Karin Winkler hat ihre Kartons im Ebelu schon längst gepackt. Foto: Eva Funke

Mit ihrem Weggang vom Eberhard-Ludwigs-Gymnasium mitten im Schuljahr hat deren Leiterin Karin Winkler einen Überraschungscoup gelandet und einen Schockwelle ausgelöst – bei Kollegen, Schülern, Eltern. Was trieb die beliebte Pädagogin zu diesem Schritt?

Stuttgart - Und tschüss. Karin Winkler ist schon weg. Mitten im Schuljahr hat die Leiterin des Eberhard-Ludwigs-Gymnasiums im Stuttgarter Norden ihrer Schule den Rücken gekehrt. Nach 29 Jahren. Erst als Lehrerin für Geschichte, Deutsch, Theaterpädagogik, die letzten neun Jahre als Schulleiterin. Kollegen, Schüler, Eltern reagierten geschockt, als sie das vor wenigen Tagen erfuhren. Nur ganz wenige waren eingeweiht. Hatten der Schulleiterin der Ärger und Stress um die anstehende Sanierung, die Verzögerung durch den Einspruch eines Nachbarn, die Abstimmung mit den vielen beteiligten Ämtern, die Vorbereitung eines Umzugs der ganzen Schule zu sehr zugesetzt? War das der Pädagogin, die vor neun Jahren als 47-Jährige ganz bewusst die Leitung des renommierten Ebelu und die Hineinführung der altehrwürdigen Schule ins „pralle Leben“ gewählt hatte, nun zuviel des prallen Lebens?
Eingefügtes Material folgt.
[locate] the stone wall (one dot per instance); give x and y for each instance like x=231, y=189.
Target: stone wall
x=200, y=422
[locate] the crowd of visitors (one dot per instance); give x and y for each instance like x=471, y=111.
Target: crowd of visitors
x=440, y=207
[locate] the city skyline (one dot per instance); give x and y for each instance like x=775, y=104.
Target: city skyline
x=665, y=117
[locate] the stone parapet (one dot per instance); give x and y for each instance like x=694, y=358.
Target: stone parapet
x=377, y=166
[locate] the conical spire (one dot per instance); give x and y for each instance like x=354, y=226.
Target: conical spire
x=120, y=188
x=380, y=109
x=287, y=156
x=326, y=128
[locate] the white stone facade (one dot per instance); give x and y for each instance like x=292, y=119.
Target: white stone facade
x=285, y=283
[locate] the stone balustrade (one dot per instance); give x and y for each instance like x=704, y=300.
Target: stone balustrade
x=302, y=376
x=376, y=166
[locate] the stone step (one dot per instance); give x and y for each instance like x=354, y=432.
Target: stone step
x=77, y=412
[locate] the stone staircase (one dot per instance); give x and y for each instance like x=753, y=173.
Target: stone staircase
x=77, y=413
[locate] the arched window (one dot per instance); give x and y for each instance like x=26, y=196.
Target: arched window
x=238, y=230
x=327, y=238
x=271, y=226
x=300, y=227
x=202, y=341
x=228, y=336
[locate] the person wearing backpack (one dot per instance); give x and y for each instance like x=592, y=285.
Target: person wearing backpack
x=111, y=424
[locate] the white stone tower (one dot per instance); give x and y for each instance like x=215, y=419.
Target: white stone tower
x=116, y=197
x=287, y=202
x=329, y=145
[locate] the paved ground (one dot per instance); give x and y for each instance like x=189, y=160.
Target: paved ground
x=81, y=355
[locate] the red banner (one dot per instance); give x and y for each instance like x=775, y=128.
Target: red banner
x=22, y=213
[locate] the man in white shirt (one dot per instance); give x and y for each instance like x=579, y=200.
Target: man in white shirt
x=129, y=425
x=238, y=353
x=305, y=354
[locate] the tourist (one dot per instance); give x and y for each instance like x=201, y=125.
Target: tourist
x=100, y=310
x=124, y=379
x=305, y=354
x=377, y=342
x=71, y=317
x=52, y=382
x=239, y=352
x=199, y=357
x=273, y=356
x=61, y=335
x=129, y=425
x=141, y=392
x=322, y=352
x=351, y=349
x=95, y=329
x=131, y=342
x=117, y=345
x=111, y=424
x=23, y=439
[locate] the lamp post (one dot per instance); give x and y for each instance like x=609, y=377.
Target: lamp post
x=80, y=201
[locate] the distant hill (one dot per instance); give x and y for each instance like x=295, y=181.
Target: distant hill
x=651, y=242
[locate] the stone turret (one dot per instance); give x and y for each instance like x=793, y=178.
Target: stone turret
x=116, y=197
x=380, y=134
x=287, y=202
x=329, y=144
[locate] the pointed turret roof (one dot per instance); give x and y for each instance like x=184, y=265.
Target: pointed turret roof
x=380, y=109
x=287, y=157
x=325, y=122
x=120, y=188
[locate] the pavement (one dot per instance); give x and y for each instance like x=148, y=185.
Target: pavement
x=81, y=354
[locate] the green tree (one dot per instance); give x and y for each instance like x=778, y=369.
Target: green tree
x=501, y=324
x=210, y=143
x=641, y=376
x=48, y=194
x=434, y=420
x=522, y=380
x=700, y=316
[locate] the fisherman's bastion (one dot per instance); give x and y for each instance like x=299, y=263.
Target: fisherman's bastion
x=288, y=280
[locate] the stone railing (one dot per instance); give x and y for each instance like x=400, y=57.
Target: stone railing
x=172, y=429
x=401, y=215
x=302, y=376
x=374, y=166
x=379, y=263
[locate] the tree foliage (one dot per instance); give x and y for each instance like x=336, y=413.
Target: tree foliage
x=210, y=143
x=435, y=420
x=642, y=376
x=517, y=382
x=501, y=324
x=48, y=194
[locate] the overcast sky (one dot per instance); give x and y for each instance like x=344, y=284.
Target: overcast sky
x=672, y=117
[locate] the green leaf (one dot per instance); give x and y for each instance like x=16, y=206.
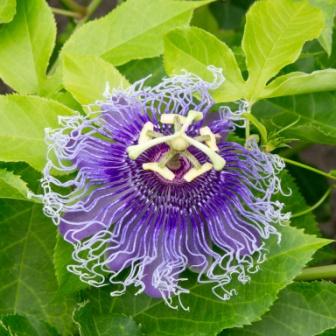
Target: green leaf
x=208, y=315
x=12, y=186
x=139, y=69
x=134, y=30
x=7, y=10
x=26, y=44
x=67, y=282
x=23, y=120
x=328, y=8
x=303, y=309
x=299, y=83
x=296, y=203
x=194, y=49
x=104, y=324
x=22, y=326
x=28, y=284
x=313, y=116
x=86, y=77
x=274, y=35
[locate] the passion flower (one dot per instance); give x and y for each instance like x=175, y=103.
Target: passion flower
x=146, y=186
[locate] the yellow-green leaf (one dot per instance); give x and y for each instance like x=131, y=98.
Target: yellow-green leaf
x=86, y=77
x=274, y=35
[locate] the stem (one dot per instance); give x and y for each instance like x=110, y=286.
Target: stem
x=315, y=273
x=65, y=12
x=315, y=170
x=313, y=207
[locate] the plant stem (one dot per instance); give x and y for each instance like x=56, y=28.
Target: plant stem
x=316, y=273
x=65, y=12
x=315, y=170
x=313, y=207
x=73, y=5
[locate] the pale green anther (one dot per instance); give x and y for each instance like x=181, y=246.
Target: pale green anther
x=179, y=143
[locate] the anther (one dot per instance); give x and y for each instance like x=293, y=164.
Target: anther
x=179, y=143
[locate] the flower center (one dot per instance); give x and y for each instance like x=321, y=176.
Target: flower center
x=178, y=143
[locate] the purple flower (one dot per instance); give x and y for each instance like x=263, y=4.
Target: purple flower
x=147, y=185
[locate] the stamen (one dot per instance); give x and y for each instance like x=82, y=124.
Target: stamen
x=179, y=143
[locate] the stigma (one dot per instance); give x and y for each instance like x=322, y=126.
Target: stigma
x=178, y=144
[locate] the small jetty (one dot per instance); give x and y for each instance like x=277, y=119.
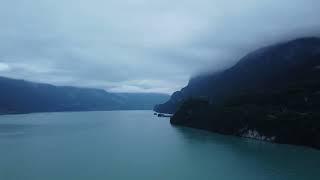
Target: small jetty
x=163, y=115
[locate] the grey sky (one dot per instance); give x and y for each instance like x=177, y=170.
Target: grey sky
x=141, y=45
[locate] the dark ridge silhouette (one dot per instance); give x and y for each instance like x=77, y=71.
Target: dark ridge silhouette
x=271, y=94
x=19, y=96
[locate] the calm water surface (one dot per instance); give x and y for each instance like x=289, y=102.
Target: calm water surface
x=123, y=145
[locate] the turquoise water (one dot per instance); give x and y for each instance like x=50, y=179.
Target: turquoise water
x=123, y=145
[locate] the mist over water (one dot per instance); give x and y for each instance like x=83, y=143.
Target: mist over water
x=139, y=45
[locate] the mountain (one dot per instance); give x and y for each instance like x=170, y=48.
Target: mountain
x=19, y=96
x=271, y=94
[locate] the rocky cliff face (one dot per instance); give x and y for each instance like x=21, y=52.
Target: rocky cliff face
x=271, y=94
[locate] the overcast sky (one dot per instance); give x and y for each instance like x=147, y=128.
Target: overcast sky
x=141, y=45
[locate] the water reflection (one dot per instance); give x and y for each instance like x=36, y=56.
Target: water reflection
x=284, y=161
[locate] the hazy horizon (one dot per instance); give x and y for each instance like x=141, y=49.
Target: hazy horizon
x=141, y=46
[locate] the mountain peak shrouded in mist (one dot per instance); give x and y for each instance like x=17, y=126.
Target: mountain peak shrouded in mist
x=19, y=96
x=271, y=94
x=141, y=46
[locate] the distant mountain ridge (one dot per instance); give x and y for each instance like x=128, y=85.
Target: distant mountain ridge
x=20, y=96
x=271, y=94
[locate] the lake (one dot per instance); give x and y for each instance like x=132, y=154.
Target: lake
x=126, y=145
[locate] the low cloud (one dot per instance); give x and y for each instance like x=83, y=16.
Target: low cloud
x=139, y=45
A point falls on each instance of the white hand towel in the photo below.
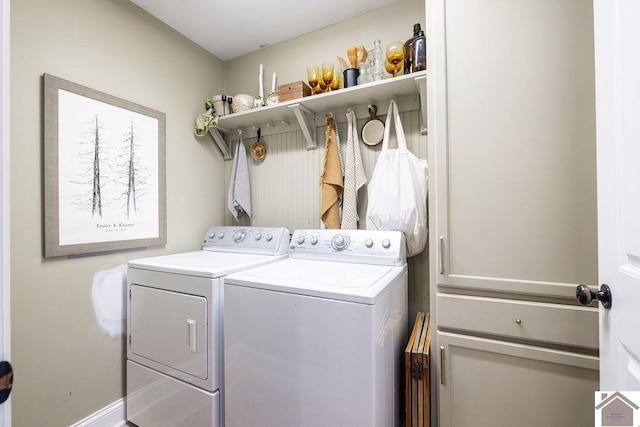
(239, 198)
(354, 176)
Ehemalige Schulleiterin: Ich habe keinen Frust

Nein, sagt Winkler. „Da habe ich keinen Frust, sondern bin stolz drauf, wie weit wir gekommen sind: mit dem Aufbau des Musikgymnasiums, aber auch mit der Planung von Umbau und Umzug.“ Da sei „viel Vorarbeit geleistet“, um alles aufs Gleis zu setzen. Es sei nur so, dass sie alle acht bis zehn Jahre eine neue Aufgabe suche. Und die habe sie nun gefunden. Ihr neuer Schreibtisch steht beim Kultusministerium im Postquartier. Doch nur für kurze Zeit. Die 55-jährige Pädagogin hat als Abteilungsleiterin in dem neuen Zentrum für Schulqualität und Lehrerbildung (ZSL) angeheuert. Von Mai an wird das Zentrum in Leinfelden angesiedelt sein. Die in Gründung befindliche Einrichtung soll zum Vorzeigeinstitut von Kultusministerin Susanne Eisenmann (CDU) werden. Ein wissenschaftsbasiertes, zentral gesteuertes, auf Unterrichtsqualität fokussiertes Ausbildungs-, Fortbildungs- und Unterstützungssystem. Damit will die Ministerin die baden-württembergischen Schulen wieder auf Erfolgskurs bringen, nachdem in den vergangenen Jahren baden-württembergische Schüler in Leistungsvergleichen abgestürzt waren.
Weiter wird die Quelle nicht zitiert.